Critics of special counsels and of independent prosecutors will savor the decision by U.S. District Judge T.S. Ellis, III of the Eastern District of Virginia. Here is a link to the pdf. What I particularly enjoyed about it were the collection of sources on the problems with such prosecutors and the summary of the problems. I also enjoyed the judge's opinion that the constitutionality of Mueller's appointment basically depends on the attorney general's ability to fire him. If the attorney general can't fire him, then he isn't an "inferior officer" under the appointments clause of the Constitution. Anyway, read the whole thing, if you are interested in Mueller, in Ken Starr, in Lawrence Walsh, or in the Constitution.
Some highlights:
To provide a Special Counsel with a large budget and to tell him or her to find crimes allows a Special Counsel to pursue his or her targets without the usual time and budget constraints facing ordinary prosecutors, encouraging substantial elements of the public to conclude that the Special Counsel is being deployed as a political weapon...

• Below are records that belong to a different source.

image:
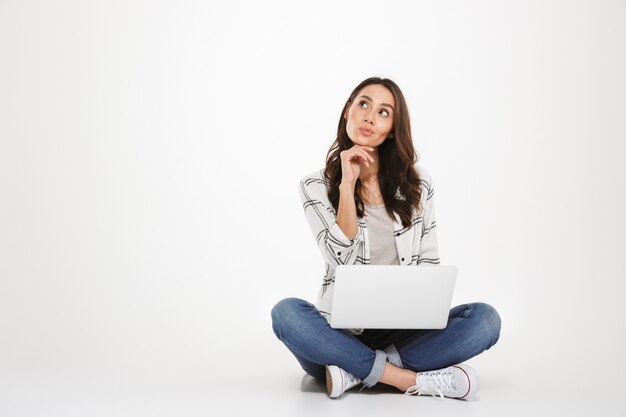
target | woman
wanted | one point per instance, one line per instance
(373, 205)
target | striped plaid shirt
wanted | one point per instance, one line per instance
(416, 244)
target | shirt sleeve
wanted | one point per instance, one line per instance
(335, 247)
(429, 249)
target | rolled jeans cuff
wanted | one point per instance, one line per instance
(377, 369)
(393, 357)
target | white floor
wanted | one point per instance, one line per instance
(280, 388)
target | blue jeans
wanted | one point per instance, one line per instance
(472, 328)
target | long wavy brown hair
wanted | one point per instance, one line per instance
(398, 179)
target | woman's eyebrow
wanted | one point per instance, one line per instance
(382, 104)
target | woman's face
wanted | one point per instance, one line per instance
(370, 116)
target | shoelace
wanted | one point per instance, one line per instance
(434, 384)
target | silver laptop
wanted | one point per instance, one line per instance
(392, 296)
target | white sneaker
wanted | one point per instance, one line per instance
(457, 381)
(339, 381)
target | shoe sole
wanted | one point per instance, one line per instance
(472, 378)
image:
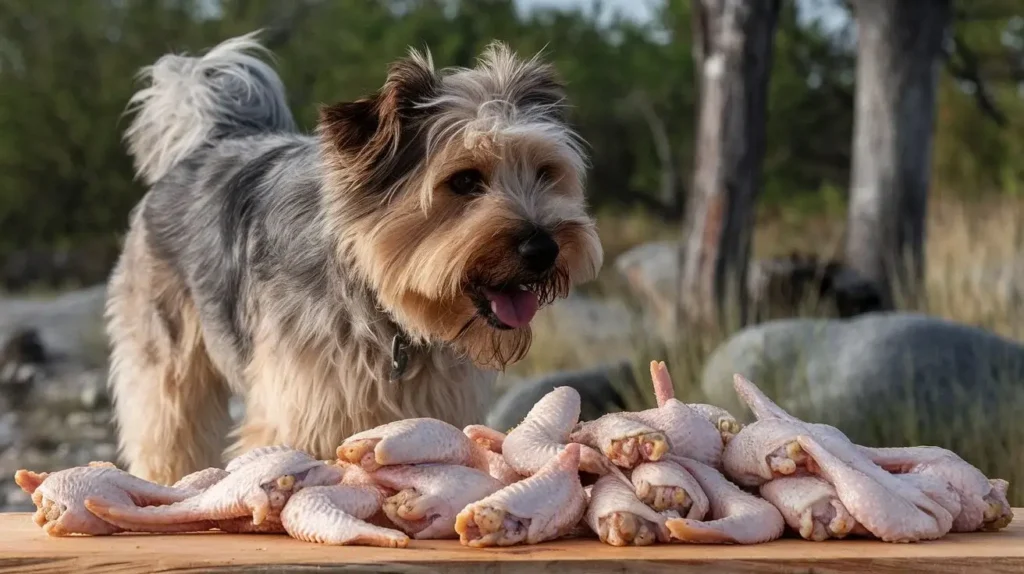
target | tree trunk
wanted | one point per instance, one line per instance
(899, 50)
(733, 41)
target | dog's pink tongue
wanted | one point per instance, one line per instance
(514, 308)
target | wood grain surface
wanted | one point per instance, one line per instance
(24, 547)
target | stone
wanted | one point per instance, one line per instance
(600, 391)
(777, 287)
(875, 371)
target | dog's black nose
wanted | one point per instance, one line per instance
(539, 252)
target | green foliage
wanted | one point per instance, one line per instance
(67, 72)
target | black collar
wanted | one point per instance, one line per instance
(399, 356)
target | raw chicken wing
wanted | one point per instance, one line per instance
(412, 441)
(667, 486)
(493, 442)
(544, 506)
(625, 441)
(336, 515)
(983, 501)
(620, 519)
(811, 508)
(736, 517)
(201, 480)
(720, 417)
(545, 432)
(764, 450)
(892, 510)
(690, 434)
(60, 497)
(258, 488)
(430, 495)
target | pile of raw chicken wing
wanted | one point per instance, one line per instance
(678, 473)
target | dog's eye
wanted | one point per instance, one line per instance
(466, 182)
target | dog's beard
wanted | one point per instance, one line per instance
(442, 253)
(485, 339)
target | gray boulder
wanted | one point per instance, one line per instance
(878, 374)
(70, 327)
(601, 390)
(778, 287)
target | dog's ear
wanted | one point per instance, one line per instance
(367, 129)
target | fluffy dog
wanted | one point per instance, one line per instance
(383, 267)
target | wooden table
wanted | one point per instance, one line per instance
(24, 547)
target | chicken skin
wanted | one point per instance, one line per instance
(547, 505)
(60, 497)
(689, 433)
(890, 509)
(625, 441)
(201, 480)
(983, 501)
(545, 432)
(412, 441)
(249, 499)
(493, 441)
(620, 518)
(336, 515)
(667, 486)
(811, 508)
(736, 517)
(429, 496)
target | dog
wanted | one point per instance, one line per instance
(385, 266)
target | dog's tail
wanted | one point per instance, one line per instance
(193, 101)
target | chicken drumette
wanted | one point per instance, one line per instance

If a Special Counsel discovers no criminal activity then the investigation is likely to be perceived as a waste of time and resources, and thus a special counsel has a strong incentive to find criminality and to prosecute criminal conduct by the people he has been charged with investigating — here persons connected with the Trump campaign...
The Constitution's system of checks and balances ... are designed to ensure that no single individual or branch of government has plenary or absolute power. The appointment of special prosecutors has the potential to disrupt these checks and balances, and to inject a level of toxic partisanship into investigation of matters of public importance.